Allo stesso modo Topoteck disegna la piazza MarktparkPaltz, Berlin-Kopenick, controllando la funzione
del parcheggio, del mercato, del ristoro e del gioco attraverso la colorazione superficiale dell’asfalto. Il
colore di questa superficie si trasforma ed adatta a molteplici usi, rinnovando le potenzialità di uno
spazio di sosta per le auto spesso declassato e considerato funzione secondaria e di scarto del
progetto.
Nella proposta di D.Van Barkel Archtecture per Parking di Bat_yam in Israele, questo funge
indifferentemente da parcheggio per le auto e da parco, ripercorrendo in certo qual modo le orme del
noto progetto di Devigne e Dalnoky, nella fabbrica Thomson.
La funzione del gardening and re-cycling, è brillantemente rappresentata da due progetti, opposti per
strategia compositiva, il primo opera ridefinendo il tappeto interstiziale di un vuoto edilizio all’interno di
un tessuto costruito (Atelier Le balto) con un giardino in cui perdersi e giocare, un micro paesaggio che
richiama più un frammento agricolo che un parco urbano; il secondo di Vogt Landscape architects,
Campus and park a Postdam, è costituito da due giardini segreti di pini e betulle coltivati all’interno di
due recinti protetti, ma distinti all’interno delle due piazze opposte che li accolgono.
L’ultima funzione l’abitare, segna una condizione al limite con la costruzione dell’involucro
architettonico, ciò che interessa nella riflessione sullo spazio aperto è indagare questa condizione di
soglia, di bordo, che determina il carattere stesso dello spazio vuoto esterno.
Così il muro alla fondazione Querini Stampalia di Scarpa divide, ma al contempo costruisce uno spazio
di sosta, dello sguardo, includendo la fontana che percorre il giardino della fondazione stessa,
costruendo un’attesa e un’ interferenza tra un prima e un dopo, quasi insondabile ma presente. Nella
sala espositiva Storefront di S.Holl, lo stesso elemento murario muovendosi determina spazi urbani
nuovi di appoggio ed esposizione, rende pubblico e collettivo uno spazio privato. Il muro invece di
Aries Mateus Museo al faro de Santa Maria, diventa realmente abitabile e grazie alla deformazione
volumetrica ne modella come complementare il vuoto attorno, costruendo il fronte della piccola piazza.

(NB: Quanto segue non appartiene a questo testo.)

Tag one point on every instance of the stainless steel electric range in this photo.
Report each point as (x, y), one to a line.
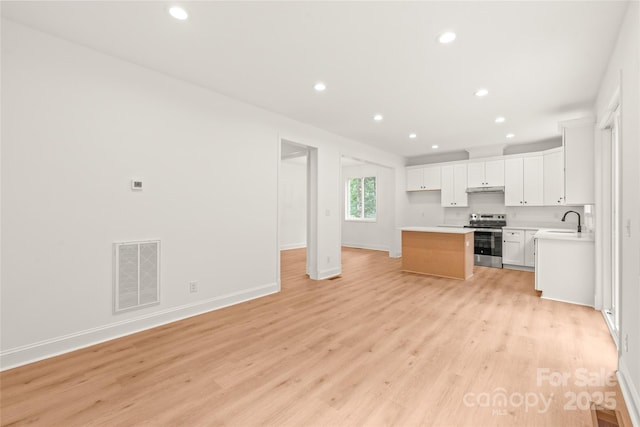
(487, 247)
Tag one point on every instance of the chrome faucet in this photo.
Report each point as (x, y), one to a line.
(564, 217)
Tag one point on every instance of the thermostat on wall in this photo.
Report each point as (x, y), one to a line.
(136, 184)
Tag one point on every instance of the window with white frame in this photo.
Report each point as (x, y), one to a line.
(361, 199)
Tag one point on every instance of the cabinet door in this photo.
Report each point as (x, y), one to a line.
(475, 174)
(494, 173)
(579, 163)
(415, 179)
(513, 182)
(432, 178)
(446, 196)
(529, 248)
(553, 179)
(513, 247)
(532, 181)
(460, 185)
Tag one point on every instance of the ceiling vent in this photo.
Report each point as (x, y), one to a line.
(136, 274)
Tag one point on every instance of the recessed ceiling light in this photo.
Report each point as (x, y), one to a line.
(320, 87)
(447, 37)
(178, 13)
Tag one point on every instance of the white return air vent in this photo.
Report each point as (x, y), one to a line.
(136, 274)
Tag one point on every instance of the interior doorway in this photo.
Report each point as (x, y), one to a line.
(610, 224)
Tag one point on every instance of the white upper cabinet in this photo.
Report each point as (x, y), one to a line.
(423, 179)
(523, 181)
(485, 174)
(579, 162)
(454, 186)
(553, 177)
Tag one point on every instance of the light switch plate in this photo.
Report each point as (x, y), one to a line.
(136, 184)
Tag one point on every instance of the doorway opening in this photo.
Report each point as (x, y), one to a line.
(297, 201)
(610, 223)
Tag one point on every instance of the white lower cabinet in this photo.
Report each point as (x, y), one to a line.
(530, 248)
(518, 247)
(565, 270)
(512, 247)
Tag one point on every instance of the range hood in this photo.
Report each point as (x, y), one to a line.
(485, 189)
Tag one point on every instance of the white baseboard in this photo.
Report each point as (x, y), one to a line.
(293, 246)
(23, 355)
(568, 302)
(612, 329)
(629, 391)
(326, 274)
(366, 246)
(518, 267)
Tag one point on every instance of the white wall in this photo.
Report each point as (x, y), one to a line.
(623, 72)
(376, 235)
(424, 209)
(78, 125)
(293, 203)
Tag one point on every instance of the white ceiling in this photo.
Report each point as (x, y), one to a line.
(542, 62)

Se poi il muro, o meglio i due muri di confine, contengono un nuovo modo di abitare la città, come
avviene a Parigi nel Passage 56, il tessuto urbano può essere reinventato inserendo una sorta di
architettura parassita minimale, che vive per attivare lo spazio aperto in relazione all’edificato.
Così nell’immaginario di D.Van Barkel a Bonheiden Belgium tutto il paesaggio del piccolo centro storico
viene punteggiato di oggetti leggeri, terrazze, box verdi, pensiline, come una sorta di contenitori della
memoria agricola del paese, verso una configurazione urbana contemporanea.